この他にも、BIGLOBEやOCN、ぷららの様にプロバイダ自体がVANであり、IPv4 over IPv6を独自のサービスとして提供する通信事業者も。
IPv6 (IPv4 over IPv6)を使うなら、まずは、これらのプロバイダが提供するフレッツ光や光コラボの回線から選んでみてはいかがでしょうか。
まとめ
厳密に言えば、同じIPv6でも接続方式などの違いにより、メリットとデメリットは変わってきます。

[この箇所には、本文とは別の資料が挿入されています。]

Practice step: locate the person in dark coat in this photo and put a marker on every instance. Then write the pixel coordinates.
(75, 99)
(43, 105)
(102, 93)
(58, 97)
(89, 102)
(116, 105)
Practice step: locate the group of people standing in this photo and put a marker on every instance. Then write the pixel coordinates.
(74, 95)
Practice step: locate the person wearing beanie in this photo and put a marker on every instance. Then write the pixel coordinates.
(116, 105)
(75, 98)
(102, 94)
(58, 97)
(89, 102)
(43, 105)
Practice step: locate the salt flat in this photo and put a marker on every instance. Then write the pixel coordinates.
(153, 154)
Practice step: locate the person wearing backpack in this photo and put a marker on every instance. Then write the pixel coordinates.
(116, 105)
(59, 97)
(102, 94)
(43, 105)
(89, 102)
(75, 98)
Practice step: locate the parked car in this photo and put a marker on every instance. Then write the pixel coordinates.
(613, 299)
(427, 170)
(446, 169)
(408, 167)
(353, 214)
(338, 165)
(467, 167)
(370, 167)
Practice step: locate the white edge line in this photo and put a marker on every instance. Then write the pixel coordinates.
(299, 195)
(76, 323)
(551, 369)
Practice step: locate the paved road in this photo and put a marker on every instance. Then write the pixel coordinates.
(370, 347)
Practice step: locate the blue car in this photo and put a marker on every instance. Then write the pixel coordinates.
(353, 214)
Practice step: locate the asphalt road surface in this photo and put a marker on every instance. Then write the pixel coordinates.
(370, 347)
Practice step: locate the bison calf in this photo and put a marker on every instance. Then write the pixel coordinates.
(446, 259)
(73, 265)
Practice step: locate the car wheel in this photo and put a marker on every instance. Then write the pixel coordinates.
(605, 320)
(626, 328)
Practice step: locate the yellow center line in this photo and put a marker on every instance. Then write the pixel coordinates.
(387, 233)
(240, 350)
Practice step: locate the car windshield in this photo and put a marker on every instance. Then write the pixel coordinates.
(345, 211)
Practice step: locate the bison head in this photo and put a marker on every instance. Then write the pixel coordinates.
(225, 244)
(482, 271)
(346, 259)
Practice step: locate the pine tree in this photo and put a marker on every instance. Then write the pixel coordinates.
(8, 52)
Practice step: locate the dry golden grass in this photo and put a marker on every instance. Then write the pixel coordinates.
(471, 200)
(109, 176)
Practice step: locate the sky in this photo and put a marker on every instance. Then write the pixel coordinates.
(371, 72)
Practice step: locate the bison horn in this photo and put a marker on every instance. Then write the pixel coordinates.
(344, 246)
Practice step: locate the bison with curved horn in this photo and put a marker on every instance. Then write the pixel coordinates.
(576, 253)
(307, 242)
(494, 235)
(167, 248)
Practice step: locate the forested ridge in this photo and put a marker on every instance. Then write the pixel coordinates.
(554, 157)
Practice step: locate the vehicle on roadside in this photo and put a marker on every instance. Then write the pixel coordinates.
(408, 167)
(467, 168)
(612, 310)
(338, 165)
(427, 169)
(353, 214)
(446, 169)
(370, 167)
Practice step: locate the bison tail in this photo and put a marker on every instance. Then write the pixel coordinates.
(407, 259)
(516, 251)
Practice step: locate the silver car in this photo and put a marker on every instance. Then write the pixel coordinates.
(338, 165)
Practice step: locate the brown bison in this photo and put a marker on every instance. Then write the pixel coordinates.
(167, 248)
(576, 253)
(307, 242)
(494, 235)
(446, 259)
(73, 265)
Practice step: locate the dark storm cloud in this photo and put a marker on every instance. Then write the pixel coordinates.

現時点で我々ユーザーがIPv6を利用する一番のメリットは、「回線速度が速くなる」事です。
ただし、その為には接続方式に注意する必要があり、更に利用しているサービスを快適に使うためには扱うプロバイダにも注意しなければなりません。
回線速度に困っていないユーザーなら無理に使う必要はないのかも。
デメリットで言えば、IPv4 over IPv6の技術により「IPv6対応のサービスしか使えない」は、ほぼ解消されたものの、「固定IPが使えない」「特定のポート開放が使えない」というデメリットは、まだ残っています。
将来的には、シフトチェンジする方向に向かっているIPv6。実際、対応サイトやサービスも徐々に増え始めています。
もし、NTTの光回線網を利用しているフレッツ光や光コラボを利用していて、回線速度改善のためにIPv6を利用するなら、接続方式によりメリットとデメリットが違うことに注意してプロバイダを選びましょう。